GPSP - Geophysical Studies in Polar Regions
Antarctica is a region of great importance for studies of geomagnetism and allied fields. The geometry of the Earth's magnetic field causes the high latitude region of the atmosphere to be directly affected by the increase in magnetospheric energy during geomagnetic storms and substorms. Intense energy input from the magnetosphere can result in visually spectacular aurora and changes in the ionosphere. Increase in the convective electric field and auroral particle precipitation produce intense currents in the ionosphere, which are monitored through magnetic field measurements. Changes in the ionosphere are also monitored using an Imaging Riometer, which measures the strength of the 38.2 MHz galactic radio waves that impinge on the Earth's atmosphere and thereby provide information on the changes in the absorption pattern of the signal caused by changes in the ionospheric electron density. Apart from the dramatic short-term changes in the geomagnetic field recorded at Antarctica, which may be attributed to external causes, it has emerged that the Earth's complex main magnetic field, which has its origin in the fluid outer core of the Earth at a depth of about 2900 km below the surface of the Earth, is also undergoing a systematic rapid decline in the Antarctic region.

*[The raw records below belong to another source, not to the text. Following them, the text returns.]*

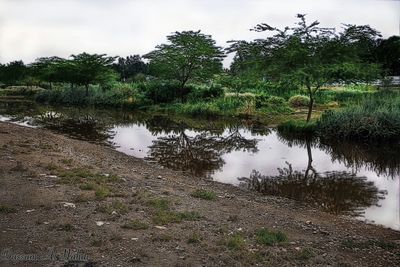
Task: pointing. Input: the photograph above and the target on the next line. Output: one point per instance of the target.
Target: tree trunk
(310, 107)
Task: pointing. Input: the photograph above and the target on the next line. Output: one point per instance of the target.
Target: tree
(130, 66)
(13, 73)
(90, 68)
(311, 56)
(48, 69)
(189, 55)
(388, 54)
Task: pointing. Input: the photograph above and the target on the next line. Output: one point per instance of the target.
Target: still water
(340, 178)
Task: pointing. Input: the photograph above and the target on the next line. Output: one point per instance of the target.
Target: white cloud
(33, 28)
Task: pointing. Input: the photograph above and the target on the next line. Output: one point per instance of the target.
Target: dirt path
(60, 194)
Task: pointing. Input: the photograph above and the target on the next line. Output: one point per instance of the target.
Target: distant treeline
(304, 56)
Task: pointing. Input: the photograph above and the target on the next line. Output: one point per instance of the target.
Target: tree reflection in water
(200, 154)
(337, 192)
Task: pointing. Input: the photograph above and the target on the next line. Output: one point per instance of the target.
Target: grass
(374, 119)
(194, 238)
(116, 206)
(270, 238)
(235, 242)
(135, 225)
(167, 217)
(297, 128)
(164, 215)
(204, 194)
(102, 192)
(352, 244)
(7, 209)
(305, 254)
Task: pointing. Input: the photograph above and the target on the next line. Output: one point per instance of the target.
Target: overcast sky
(36, 28)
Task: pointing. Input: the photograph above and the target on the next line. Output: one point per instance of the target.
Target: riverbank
(118, 210)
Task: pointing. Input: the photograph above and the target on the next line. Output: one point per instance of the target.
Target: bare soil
(59, 195)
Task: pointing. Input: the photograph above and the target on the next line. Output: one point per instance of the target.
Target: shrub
(164, 91)
(297, 128)
(375, 119)
(204, 194)
(299, 101)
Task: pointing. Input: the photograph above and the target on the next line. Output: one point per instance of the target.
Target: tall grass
(375, 119)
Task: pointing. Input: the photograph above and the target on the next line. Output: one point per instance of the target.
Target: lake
(340, 178)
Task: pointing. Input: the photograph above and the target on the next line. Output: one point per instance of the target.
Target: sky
(35, 28)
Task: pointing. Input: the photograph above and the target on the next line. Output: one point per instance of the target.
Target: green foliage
(235, 242)
(7, 209)
(135, 225)
(164, 91)
(270, 238)
(188, 55)
(376, 118)
(204, 194)
(297, 128)
(298, 101)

Indian Institute of Geomagnetism (IIG) has been carrying out geomagnetic field measurements in Antarctica since first Antarctic Expedition. Studies have indicated the importance of the location of Maitri as a sub-auroral station, which moves in and out of auroral oval depending upon the level of geomagnetic activity. The importance of carrying out magnetic field measurements from Maitri in space weather monitoring has been brought out in a number of studies. The past two decades of experimental geomagnetism at Maitri have revealed that Maitri is ideally suited for nowcasting Geospace Weather, and perhaps the interplanetary.
Various dynamic processes in the near-Earth space environment, driven by the transient solar activity, severely affect the space weather over the Polar Regions. Global magnetic field observations are used as important tools for studying solar-terrestrial interaction in different regions of the Earth. Magnetospheric substorms lead to the intensification of ionospheric currents and auroral outbursts within the auroral oval (60o-70o magnetic latitude), which may expand significantly in the equatorward as well as poleward direction. The characteristics of eastward and westward auroral electrojets vary with the geomagnetic activity level, local time, season, etc. Indian research bases, Maitri and Bharati, are suitably located near the boundaries of the most dynamic region called the auroral oval.

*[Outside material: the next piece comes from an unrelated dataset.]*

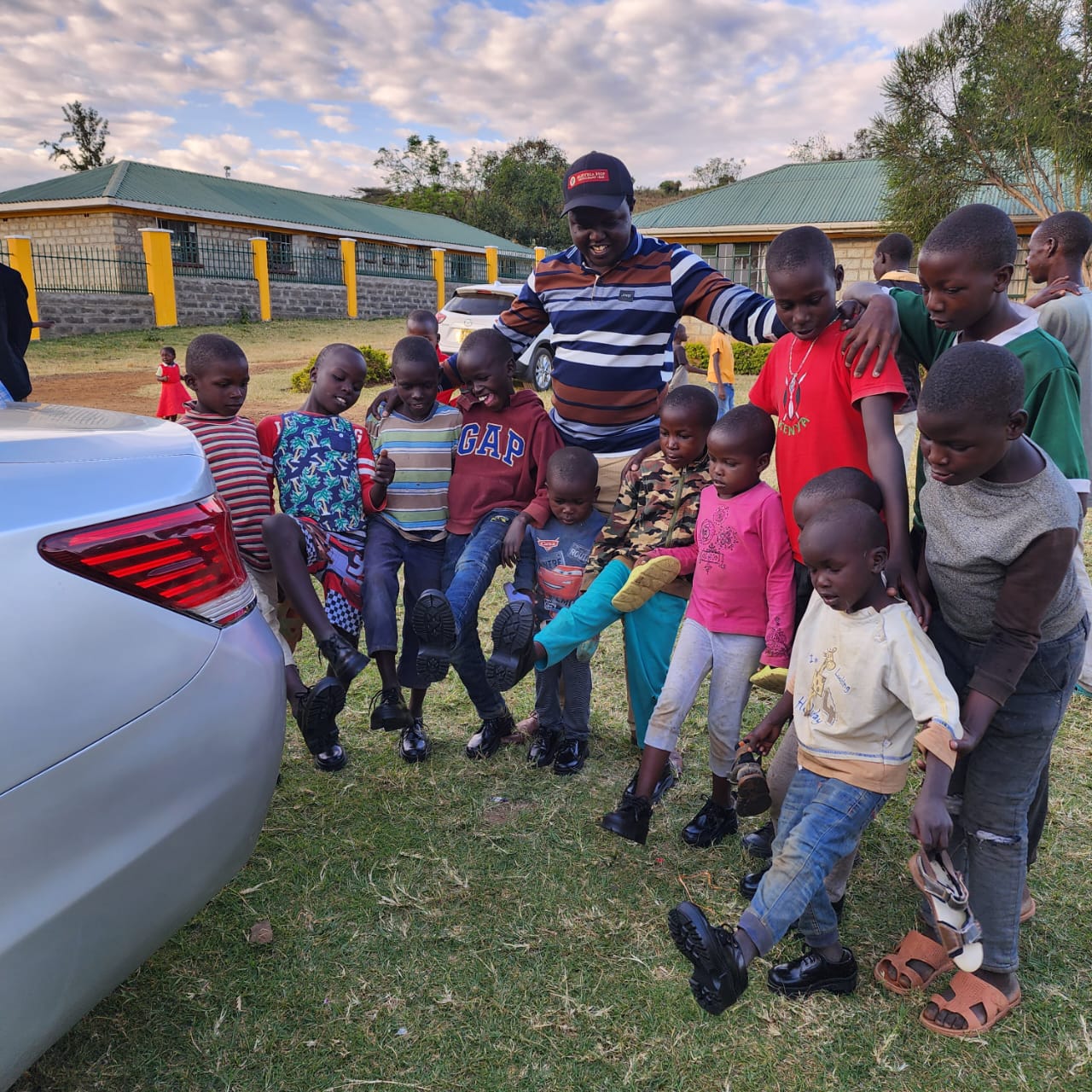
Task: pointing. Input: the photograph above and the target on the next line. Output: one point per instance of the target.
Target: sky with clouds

Cosmic noise absorption (CNA), measured by imaging riometer, is an excellent tool to study the high latitude D-region ionospheric conditions and dynamics. CNA is a consequence of particle precipitation either from the tail region directly or from the ring current region resulting from pitch angle scattering due to wave-particle interaction. The study of Global Electric Circuit (GEC) provides a platform for understanding the solar-terrestrial relationship and associated changes in surface weather. Continuous measurements are carried out to understand the link between the surface electrical environment and space weather events. Schumann resonances (SRs) are the AC components of GEC and are excited by the lightning activity within the Earth-ionosphere waveguide. In order to understand the effect of geomagnetic conditions on AC component of GEC, continuous measurements of high resolution and high accuracy magnetic field variations are carried out through Induction coil magnetometers at Maitri and Bharati.

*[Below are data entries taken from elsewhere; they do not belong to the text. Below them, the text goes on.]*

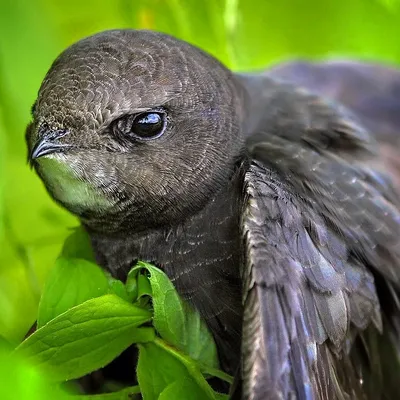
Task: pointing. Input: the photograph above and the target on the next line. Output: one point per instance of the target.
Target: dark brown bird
(273, 210)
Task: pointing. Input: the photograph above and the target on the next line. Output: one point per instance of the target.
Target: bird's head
(135, 124)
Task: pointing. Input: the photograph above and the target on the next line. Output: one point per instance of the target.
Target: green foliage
(86, 320)
(174, 320)
(244, 34)
(86, 337)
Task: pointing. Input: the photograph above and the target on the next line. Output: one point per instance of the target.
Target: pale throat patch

To understand Lithospheric subsurface structures and tectonic movements of Antarctic regions, continuous GPS measurements are carried out in Antarctica at Maitri and Bharati. The institute also participated in the Indian Arctic Expeditions for 4 years (2013-2017) operating GPS for the ‘Study of Mass Balance and Dynamics of the Glaciers around Ny-Alesund, Spitsbergen, Svalbard’, Arctic region of Norway.